Institution: Stanford University
Investigator(s): Michael Kapiloff, M.D., Ph.D.
Award Cycle: 2018 (Cycle 27) Grant #: 27IR-0045 Award: $1,209,921
Subject Area: Cardiovascular Disease
Award Type: High Impact Research Project Award

Initial Award Abstract

Smoking is toxic to the heart and blood vessels due to the numerous injurious chemicals that are inhaled, including nicotine and carbon monoxide. Tobacco use thereby increases the risk that smokers and others exposed secondhand to tobacco smoke will have atherosclerosis and heart disease, including heart attacks and sudden death.

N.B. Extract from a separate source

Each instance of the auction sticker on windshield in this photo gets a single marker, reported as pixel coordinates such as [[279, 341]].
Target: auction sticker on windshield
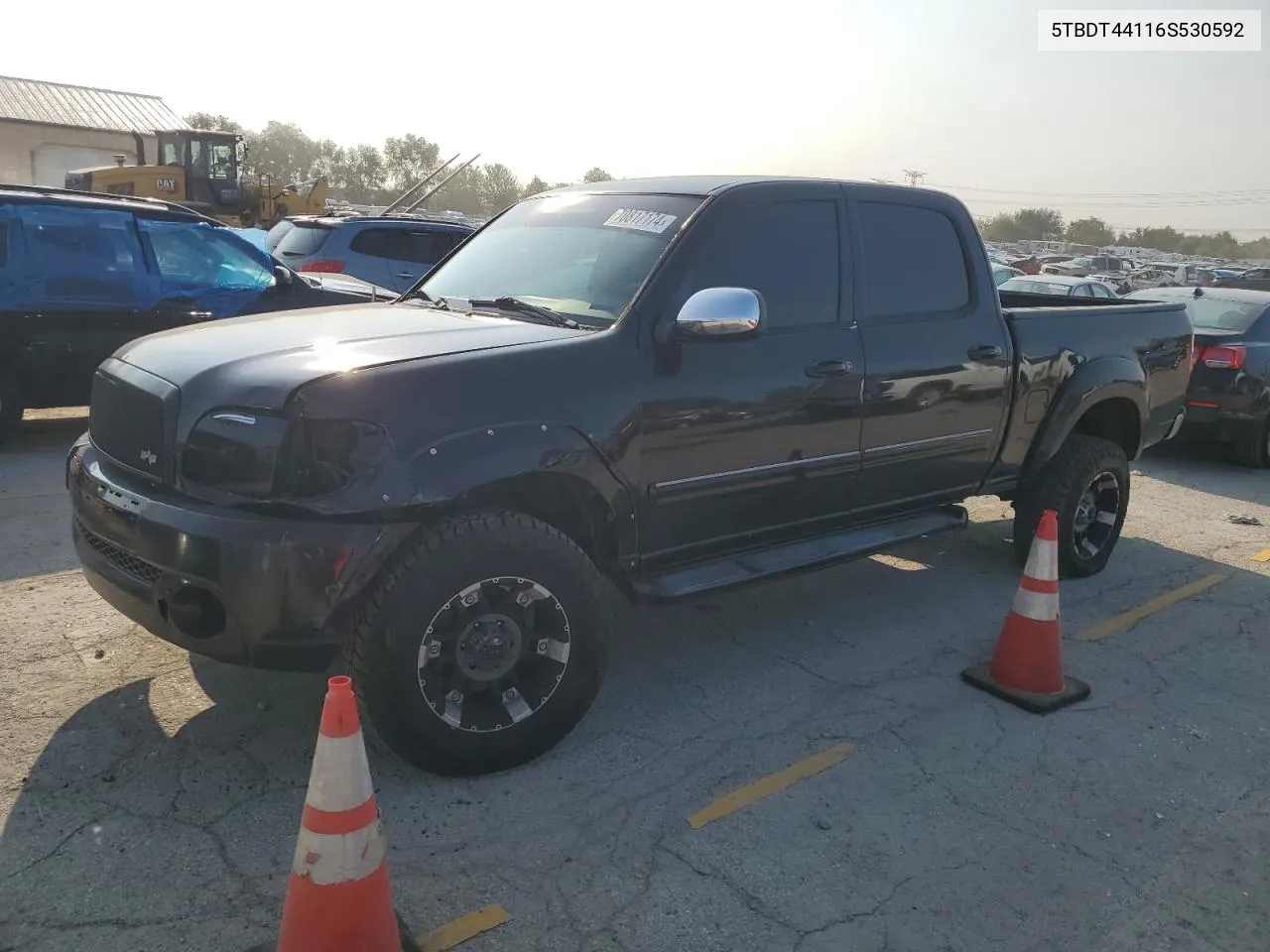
[[657, 222]]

Those who survive a heart attack or have other cardiovascular diseases like high blood pressure are likely to develop heart failure. Heart failure is characterized by shortness of breath, decreased exercise tolerance and fatigue, and fluid retention, such as swelling of the ankles or “wet lungs” (pulmonary edema). Heart failure is currently associated with a 50% chance of death within 5 years of the onset of symptoms despite improvements in the care of heart failure patients and the use of such drugs as ACE inhibitors and beta-blockers. We have been studying how the heart muscle reacts to stress in disease in an attempt to identify new cellular proteins that may be targeted by new heart failure drugs. We have identified a novel property of a protein called SRF that regulates how genes are expressed in the cardiac myocyte, the cell type responsible for heart pumping action. We have found that SRF is altered in models of heart disease in a way such that this modification may contribution to the enlargement of the heart in heart failure. In this grant, we will be studying how SRF is regulated in heart failure, and we will test new approaches to restore normal SRF function and prevent heart failure. In particular, we will testing two new biologic drugs that may be useful in preventing heart failure. We will test these biologic drugs in small rodent models of heart attacks (myocardial infarction) and high blood pressure. In combination with basic molecular and cellular biology research that will reveal how SRF function is altered in the stressed heart, we expect to define SRF as a novel drug target for heart failure therapies.